# A 0.87-m aluminum bar is held with its length parallel to the east-west direction and dropped...

## Question:

A 0.87-m aluminum bar is held with its length parallel to the east-west direction and dropped from a bridge. Just before the bar hits the river below, its speed is 28 m/s, and the emf induced across its length is {eq}6.7 \times 10^{-4} {/eq} V. Assuming the horizontal component of the Earth's magnetic field at the location of the bar points directly north, (a) determine the magnitude of the horizontal component of the Earth's magnetic field, and (b) state the number of which end of the bar is positive: 1 = east, 2 = west.

## Motional emf

A conductor when moves across the magnetic field or there is a change in the magnetic flux, an emf is induced which is known as motional electromotive force (emf).

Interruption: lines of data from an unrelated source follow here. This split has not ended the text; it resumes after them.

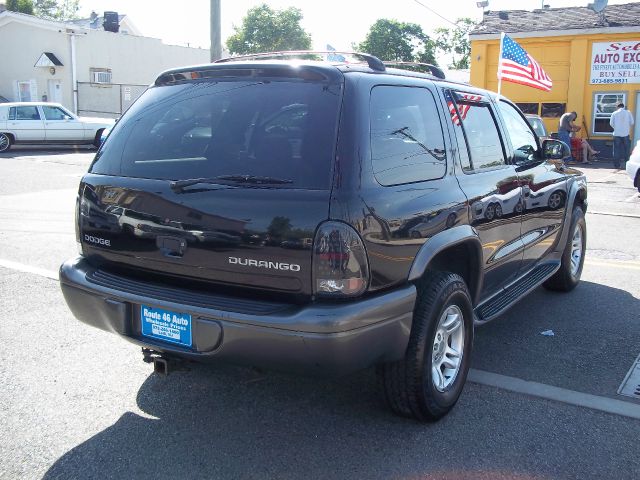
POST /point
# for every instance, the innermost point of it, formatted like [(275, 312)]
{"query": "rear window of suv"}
[(278, 129)]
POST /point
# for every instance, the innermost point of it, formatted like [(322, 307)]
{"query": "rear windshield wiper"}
[(249, 179)]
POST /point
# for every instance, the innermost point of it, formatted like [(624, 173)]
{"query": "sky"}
[(339, 23)]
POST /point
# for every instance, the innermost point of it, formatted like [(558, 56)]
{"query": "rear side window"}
[(521, 134), (24, 113), (407, 144), (54, 113), (475, 117), (278, 129)]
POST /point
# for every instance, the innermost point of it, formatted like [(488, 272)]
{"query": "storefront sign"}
[(615, 62)]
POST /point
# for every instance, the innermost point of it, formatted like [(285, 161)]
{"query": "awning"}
[(48, 59)]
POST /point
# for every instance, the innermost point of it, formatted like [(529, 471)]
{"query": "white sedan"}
[(633, 166), (40, 123)]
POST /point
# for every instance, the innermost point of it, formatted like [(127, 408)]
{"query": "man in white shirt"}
[(621, 121)]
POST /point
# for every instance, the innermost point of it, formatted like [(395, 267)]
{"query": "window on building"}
[(604, 104), (100, 75), (553, 110), (529, 108), (25, 92), (407, 143)]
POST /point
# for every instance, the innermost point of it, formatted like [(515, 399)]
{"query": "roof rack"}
[(374, 62), (433, 70)]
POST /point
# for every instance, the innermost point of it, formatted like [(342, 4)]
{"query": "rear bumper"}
[(323, 339)]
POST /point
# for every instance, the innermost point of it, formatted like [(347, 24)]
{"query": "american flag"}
[(463, 108), (517, 66)]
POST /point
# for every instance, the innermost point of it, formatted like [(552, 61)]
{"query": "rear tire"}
[(568, 276), (5, 142), (427, 383)]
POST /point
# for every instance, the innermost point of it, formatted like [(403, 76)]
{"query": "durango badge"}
[(248, 262)]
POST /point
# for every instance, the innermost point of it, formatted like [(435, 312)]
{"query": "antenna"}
[(598, 5)]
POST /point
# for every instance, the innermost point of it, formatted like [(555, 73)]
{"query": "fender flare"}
[(576, 186), (444, 240)]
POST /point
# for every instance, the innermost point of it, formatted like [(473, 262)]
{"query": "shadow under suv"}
[(322, 217)]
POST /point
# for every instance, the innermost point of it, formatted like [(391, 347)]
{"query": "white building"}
[(89, 70)]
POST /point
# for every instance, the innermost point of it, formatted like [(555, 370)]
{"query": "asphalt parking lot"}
[(543, 401)]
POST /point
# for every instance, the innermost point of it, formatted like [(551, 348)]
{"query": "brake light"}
[(78, 242), (340, 266)]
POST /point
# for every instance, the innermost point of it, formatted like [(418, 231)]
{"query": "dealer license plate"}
[(166, 325)]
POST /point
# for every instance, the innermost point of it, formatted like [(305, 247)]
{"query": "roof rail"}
[(433, 70), (374, 62)]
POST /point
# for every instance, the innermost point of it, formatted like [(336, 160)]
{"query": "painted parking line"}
[(21, 267), (614, 214), (548, 392), (628, 264)]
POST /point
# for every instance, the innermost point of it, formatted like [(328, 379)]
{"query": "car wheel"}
[(489, 213), (555, 200), (568, 276), (498, 210), (427, 383), (5, 142), (96, 140)]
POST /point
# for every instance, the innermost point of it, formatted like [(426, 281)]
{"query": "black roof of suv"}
[(322, 217)]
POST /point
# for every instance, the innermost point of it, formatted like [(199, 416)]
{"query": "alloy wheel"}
[(448, 347)]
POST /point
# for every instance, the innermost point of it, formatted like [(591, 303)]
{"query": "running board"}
[(510, 295)]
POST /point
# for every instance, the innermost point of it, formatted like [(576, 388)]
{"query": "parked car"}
[(47, 123), (322, 172), (633, 166)]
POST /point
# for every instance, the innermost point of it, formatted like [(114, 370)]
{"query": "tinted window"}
[(482, 135), (552, 110), (463, 151), (521, 135), (54, 113), (538, 126), (278, 129), (407, 144), (528, 108), (24, 113)]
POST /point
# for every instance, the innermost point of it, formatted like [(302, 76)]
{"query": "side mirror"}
[(555, 150)]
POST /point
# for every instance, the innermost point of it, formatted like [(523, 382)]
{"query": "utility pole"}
[(216, 45)]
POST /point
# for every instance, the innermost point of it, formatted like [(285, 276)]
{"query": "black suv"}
[(322, 217)]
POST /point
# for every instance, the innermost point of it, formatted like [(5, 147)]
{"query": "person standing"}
[(621, 121), (567, 127)]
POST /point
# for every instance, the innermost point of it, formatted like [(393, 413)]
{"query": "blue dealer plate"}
[(166, 325)]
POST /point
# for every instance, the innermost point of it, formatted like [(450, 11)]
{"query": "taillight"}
[(340, 266), (78, 242)]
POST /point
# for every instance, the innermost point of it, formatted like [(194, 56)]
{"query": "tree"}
[(267, 30), (20, 6), (455, 41), (398, 41), (60, 10)]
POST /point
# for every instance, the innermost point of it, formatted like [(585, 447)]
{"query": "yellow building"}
[(592, 58)]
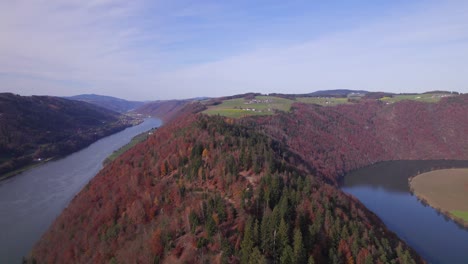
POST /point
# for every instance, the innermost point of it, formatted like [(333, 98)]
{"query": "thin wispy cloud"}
[(178, 49)]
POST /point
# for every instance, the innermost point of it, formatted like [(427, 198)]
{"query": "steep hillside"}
[(38, 128), (335, 140), (108, 102), (210, 190), (167, 110)]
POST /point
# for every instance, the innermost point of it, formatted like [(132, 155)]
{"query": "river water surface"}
[(384, 189), (30, 201)]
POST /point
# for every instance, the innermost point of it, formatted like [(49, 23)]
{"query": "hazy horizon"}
[(142, 50)]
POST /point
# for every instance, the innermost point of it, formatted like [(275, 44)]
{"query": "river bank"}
[(444, 190)]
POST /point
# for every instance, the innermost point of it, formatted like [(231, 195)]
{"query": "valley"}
[(37, 129)]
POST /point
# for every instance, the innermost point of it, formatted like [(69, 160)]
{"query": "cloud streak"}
[(141, 50)]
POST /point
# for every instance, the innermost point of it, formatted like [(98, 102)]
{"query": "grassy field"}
[(261, 105), (135, 140), (325, 101), (265, 105), (428, 98), (445, 190)]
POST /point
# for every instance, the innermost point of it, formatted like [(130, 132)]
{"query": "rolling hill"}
[(38, 128), (108, 102), (259, 189)]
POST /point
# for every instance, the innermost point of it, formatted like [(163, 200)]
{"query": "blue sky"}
[(149, 50)]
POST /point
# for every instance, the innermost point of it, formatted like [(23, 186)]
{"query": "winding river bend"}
[(384, 189), (29, 202)]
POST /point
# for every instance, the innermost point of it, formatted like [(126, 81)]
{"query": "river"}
[(29, 202), (384, 189)]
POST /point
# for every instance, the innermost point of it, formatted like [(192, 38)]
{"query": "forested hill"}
[(108, 102), (170, 109), (37, 128), (335, 140), (207, 189)]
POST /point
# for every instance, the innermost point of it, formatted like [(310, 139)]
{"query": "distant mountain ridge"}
[(112, 103), (37, 128)]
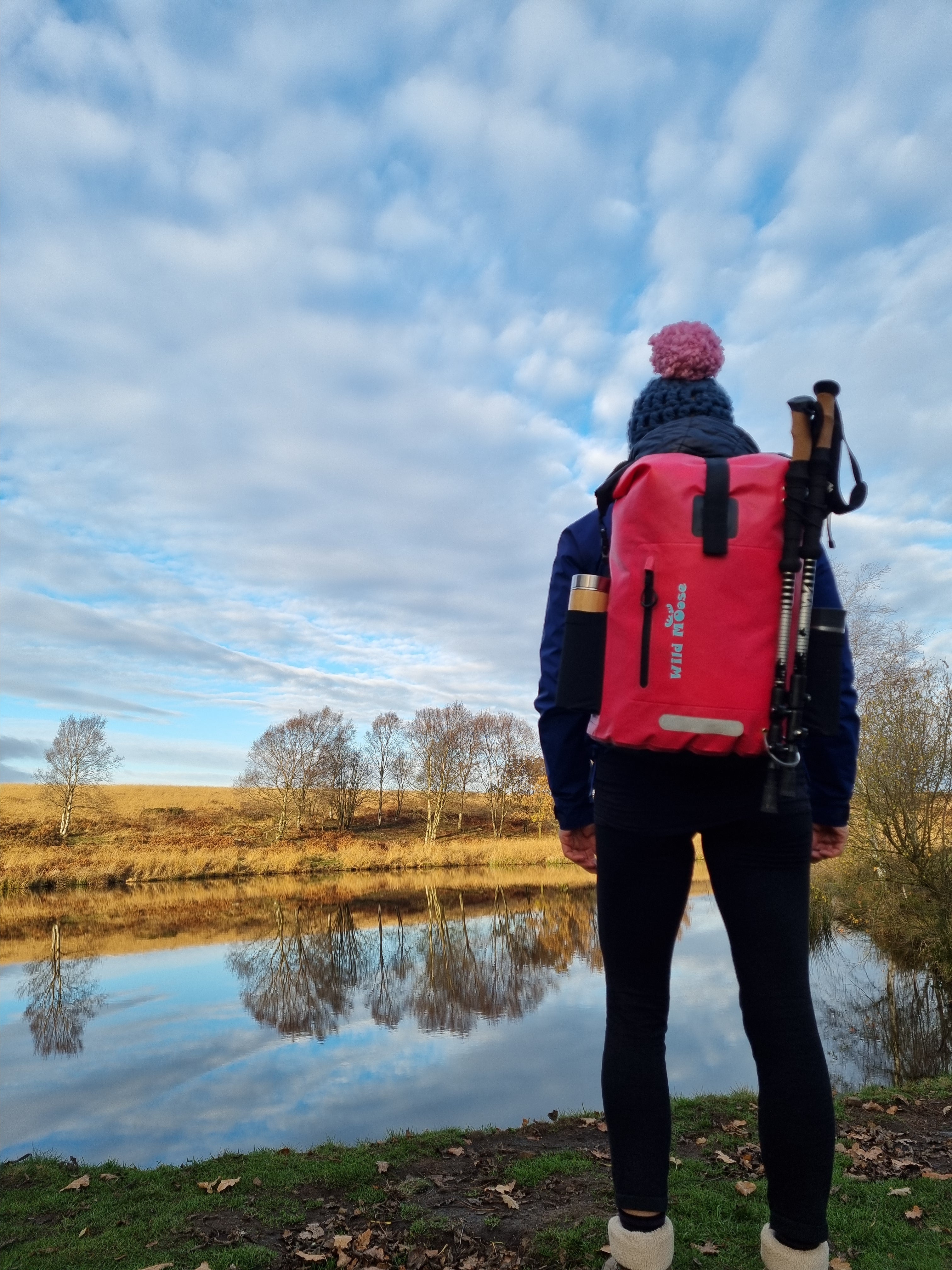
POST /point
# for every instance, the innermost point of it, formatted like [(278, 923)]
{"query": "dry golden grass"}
[(136, 834), (151, 834), (168, 915)]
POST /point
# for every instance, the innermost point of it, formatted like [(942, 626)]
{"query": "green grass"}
[(154, 1204)]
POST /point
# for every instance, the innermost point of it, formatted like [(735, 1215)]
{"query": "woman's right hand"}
[(579, 846)]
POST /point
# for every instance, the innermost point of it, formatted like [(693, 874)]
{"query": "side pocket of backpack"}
[(649, 603)]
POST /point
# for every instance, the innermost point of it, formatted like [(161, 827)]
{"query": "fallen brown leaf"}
[(76, 1184)]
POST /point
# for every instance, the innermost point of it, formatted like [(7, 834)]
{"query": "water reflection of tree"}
[(63, 998), (301, 981), (895, 1028), (447, 973)]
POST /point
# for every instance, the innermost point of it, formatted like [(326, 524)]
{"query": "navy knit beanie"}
[(687, 355)]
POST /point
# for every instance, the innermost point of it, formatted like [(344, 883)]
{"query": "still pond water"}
[(299, 1014)]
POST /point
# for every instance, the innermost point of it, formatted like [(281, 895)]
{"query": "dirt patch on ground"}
[(477, 1204)]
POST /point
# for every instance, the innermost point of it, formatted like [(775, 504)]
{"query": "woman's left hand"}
[(829, 841)]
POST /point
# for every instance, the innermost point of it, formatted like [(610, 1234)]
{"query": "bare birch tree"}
[(400, 773), (466, 746), (432, 737), (79, 760), (506, 742), (276, 765), (348, 775), (316, 732), (381, 745)]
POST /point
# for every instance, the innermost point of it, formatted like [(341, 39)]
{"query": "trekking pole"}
[(815, 515), (796, 496)]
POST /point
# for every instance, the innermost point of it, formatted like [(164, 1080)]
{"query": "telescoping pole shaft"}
[(818, 502), (798, 488)]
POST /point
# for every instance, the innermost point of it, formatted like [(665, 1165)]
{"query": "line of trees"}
[(313, 763)]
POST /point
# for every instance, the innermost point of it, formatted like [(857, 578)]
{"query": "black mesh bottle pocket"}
[(824, 663), (583, 663)]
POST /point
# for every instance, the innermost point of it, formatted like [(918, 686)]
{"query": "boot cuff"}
[(777, 1256), (642, 1250)]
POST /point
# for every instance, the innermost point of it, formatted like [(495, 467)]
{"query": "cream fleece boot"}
[(640, 1250), (777, 1256)]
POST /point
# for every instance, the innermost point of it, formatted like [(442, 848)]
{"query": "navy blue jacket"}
[(568, 751)]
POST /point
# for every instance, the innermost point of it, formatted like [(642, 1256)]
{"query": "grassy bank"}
[(536, 1197), (138, 834), (111, 920), (163, 834)]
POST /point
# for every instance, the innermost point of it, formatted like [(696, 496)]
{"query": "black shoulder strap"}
[(606, 491), (604, 498), (857, 497)]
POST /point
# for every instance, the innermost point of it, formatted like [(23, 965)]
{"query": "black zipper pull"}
[(649, 599)]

It is given by the formula;

The induced emf {eq}\varepsilon {/eq} is given by;

{eq}\begin{align} \varepsilon & = l( \vec{v} \times \vec{B} )\\ \varepsilon & = Blv \ \ \ \text {(if v and B are perpendiclular)}\\ \end{align} {/eq}

where,

• {eq}B {/eq} is the magnetic field.
• {eq}l {/eq} is the length of a conductor, and
• {eq}v {/eq} is the velocity of a conductor.

Given:

• The length of a aluminum bar is {eq}l = 0.87 \ m {/eq} which is held parallel to the east-west direction.
• The speed of an aluminum bar just before it hits the river is {eq}v= 28 \ m/s {/eq}.
• The emf induced across its length is {eq}\varepsilon= 6.7 \times10^{-4} \ V {/eq}.

Part (a)

Let

• The magnitude of the horizontal component of the earth's magnetic field is {eq}B_h {/eq}.

Since, {eq}v {/eq} and {eq}B_h {/eq} are perpendiclular to each other, so the induced emf is given by the formula;

{eq}\begin{align} \varepsilon & = B_h lv \\ 6.7 \times10^{-4} & = B (0.87)(28) \\ 6.7 \times10^{-4} & = 24.36B_h \\ B_h & = \dfrac {6.7 \times10^{-4} } { 24.36 } \\ \implies B_h & = 2.75 \times10^{-5} \ T \\ \end{align} {/eq}

Hence, the magnitude of the horizontal component of the earth's magnetic field is {eq}2.75 \times10^{-5} \ T {/eq}.

Part (b)

As we know, {eq}v {/eq} and {eq}B_h {/eq} are perpendiclular to each other and we have a formula,

{eq}\begin{align} \varepsilon & = l( \vec{v} \times \vec{B_h} )\\ \varepsilon & = B_h lv \ \ \ \text {(if v and B_h are perpendiclular)}\\ \end{align} {/eq}

To find out the direction of induced emf {eq}\varepsilon {/eq} we use the right-hand rule.

As the aluminum bar is falling downwards, so the {eq}v {/eq} points in a downwards direction.

It is already given in the question that the horizontal component of the earth's magnetic field {eq}B_h {/eq} at the location of the bar points directly north.

Applying the right-hand rule to the vectors, the direction of induced emf {eq}\varepsilon {/eq} is towards east.

Hence, in this case, the option 1 is right.